Recuerdo, cuando era pequeña, encontrar sorpresivamente llorando a mi madre; rápidamente ella se secaba las lágrimas para que no la descubriera. Recuerdo que no le preguntaba nada, y simulaba con ella no haberla visto. Sin embargo, deseaba profundamente saber lo que le ocurría.
El misterio crecía… La observaba a veces sin que ella lo notara, y trataba de descifrar los sentimientos que se guardaba. Anhelaba conocerlos, me dolía no saberlos…
La preocupación crecía, me habitaba, y me dedicaba a pensar cómo podía hacerla más feliz, o si yo, tal vez, podía tener que ver con ello.
¿Cuántas veces te has escondido a llorar para que tu hijo no te viera?
¿Cuántas veces has escondido tus emociones, pero tu rostro fielmente ha hablado de ellas?
¿Cuántas veces creíste que era mejor no hablar?
¿Cuántas veces te hubiese encantado que tu hijo te hable de sus sentimientos?
¿Cuántas veces te hubiese gustado que confíe más en ti?
Ellos son fiel reflejo de nuestra forma de elaborar las crisis, de abrir nuestros sentimientos, de mostrarnos. Ellos aprenden a confiar, a conocerse, a comunicarse a través de nuestra propia postura ante los mismos procesos que ellos también atraviesan.
A menudo se hace gran esfuerzo por no decir “hoy estoy cansado, enojado, triste, confundido, agobiado”, pero los niños ¡ya lo han notado!, solo que no saben cómo ponerle palabras.
Nunca podrás esconder lo que te pasa ante un niño.
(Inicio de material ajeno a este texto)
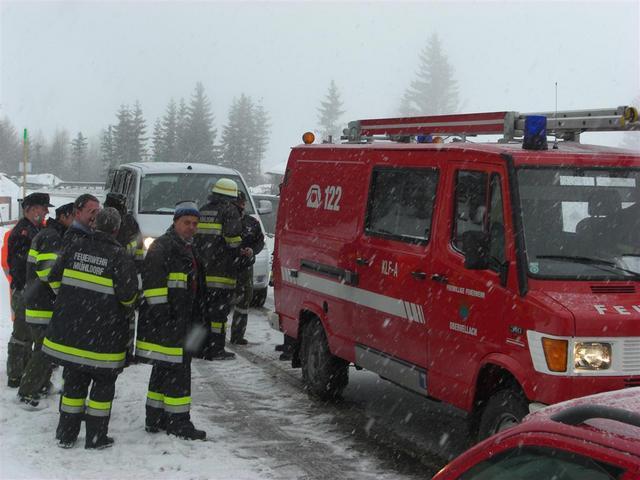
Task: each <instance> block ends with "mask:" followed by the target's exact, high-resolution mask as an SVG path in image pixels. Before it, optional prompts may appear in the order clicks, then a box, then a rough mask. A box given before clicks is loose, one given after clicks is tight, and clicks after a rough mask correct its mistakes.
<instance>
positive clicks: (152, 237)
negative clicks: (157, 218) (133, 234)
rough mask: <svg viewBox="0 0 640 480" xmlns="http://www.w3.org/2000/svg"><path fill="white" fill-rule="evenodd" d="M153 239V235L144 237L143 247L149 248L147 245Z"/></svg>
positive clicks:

Ellos te observan en todo, y más aún, si sospechan que estas escondiendo algo.
Quieren la verdad, la necesitan. No saber los confunde más, les genera mayor dolor o preocupación…
Además, cuando no decimos o no nombramos nuestros sentimientos para protegerlos, en realidad esto les genera mayor confusión. No saben cómo darle un lugar y nombre a lo que les pasa u observan.
Si te sucede algo, deja que las lágrimas caigan aunque un niño esté cerca. Ellos no solo valorarán tu sinceridad, sino que también les estarás enseñando a ordenar sus sentimientos; y sobre todo, cuando les suceda algo, sabrán qué hacer. No tendrán vergüenza, ni miedo, ni desconfianza… Les será natural compartirlo porque así se lo has enseñado.
Claro, no te desbordarás…no se trata de convertirte en un niño, dándole la responsabilidad al pequeño de contenerte y calmarte. No… sigues siendo el adulto, y el niño, un pequeño. Te abres al permiso de una lagrima que quiere salir, pero sabes que eres tu quien está cuidando.
Claro, no explicarás la complejidad de tus sentimientos ni de la situación. Tampoco culparás a otros de lo ocurrido. Lo harás con delicadeza, sabiendo que delante de ti hay un ser sensible, empático; que necesita saber pero de forma sencilla, y sin peso ni un dolor avasallante.
Claro, esta situación no puede hacerse un hábito ni durar largas horas. Es un momento de profundidad e intensidad que debe ir difuminándose en la medida que lo dejas ir, para conectarte con el presente.
Y claro, luego de agradecerle al niño su manito, sus ojitos mirándote, y las palabras que te dijo, que seguramente te sorprenderán enormemente, saldrás a pasear, a jugar, a pintar, a descubrir la fuerza de la felicidad.
El niño estará esperando tu sinceridad, como asi también que sepas, luego, transformar tu estado. Necesita que le muestres que dentro de la vulnerabilidad está la fortaleza.
Ahí, en la esperanza de la sonrisa que viene después, está la fuerza de la vida. No te olvides de sonreír luego, y mirar con coraje hacia adelante. Eso también estas enseñando.